My mind swirls with thoughts and emotions today and the one one that stands out is gratitude. I am grateful to all of you for your love, compassion, support and prayers that have covered me and my family. These 1460 days have not been easy. Those first few days, weeks and months were scary and we had such high hopes for Juan, fast forward 4 years and we realize none of those hopes have come to pass, it is a hard pill to swallow.
Being Juans wife will always be my greatest privilege( that and being my kids mom and grandkids Honey).

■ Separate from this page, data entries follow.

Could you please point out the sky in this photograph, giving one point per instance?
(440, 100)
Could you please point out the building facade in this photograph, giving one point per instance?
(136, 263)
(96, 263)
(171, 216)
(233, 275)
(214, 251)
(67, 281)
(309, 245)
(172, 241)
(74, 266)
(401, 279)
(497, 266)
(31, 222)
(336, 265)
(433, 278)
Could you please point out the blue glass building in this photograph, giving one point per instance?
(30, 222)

Juan was such an amazing person. He touched so many lives. I grieve the man I knew and loved so deeply today. My children grieve for their dad. I hope that one day the pain does not sit so closely to my memories so I can remember without so many tears.
Juan taught much about life and living. His wisdom and strength still carries me through each day.
I’ve had to melt into this space I’m living and be fluid with its movement.
The biggest hurdle is accepting, accepting the disappointment, sadness, and loss because it feels like giving up.
I’ve never given up but I’m slowing down. I’ve fought the good fight, we’ve fought the good fight, Juan has fought the good fight, it’s time to give it a rest.
Juan remains very healthy and strong. His body though won’t stop, it is in constant motion all his waking hours. We are working to help him settle and that is with medication. Juan does not communicate freely, he can respond with words when prompted, he does well with his therapies, his agitation has subsided significantly ( I’m grateful) but we are still very cautious. He walks and feeds himself. He has an obsession with doors, so the doors leading outside have to be locked at all times. He may have clarity with recognizing faces but it’s fleeting. I think he knows me as familiar most days but I can’t say with certainty that he knows I’m his wife.
Today I will remember. Today I will remember being Juans wife and be grateful for all the years we had together. Grateful for the children we created and the life we lived pre-accident and life we live today.
Thank you all from the depths of my heart for walking along side us these 4 years!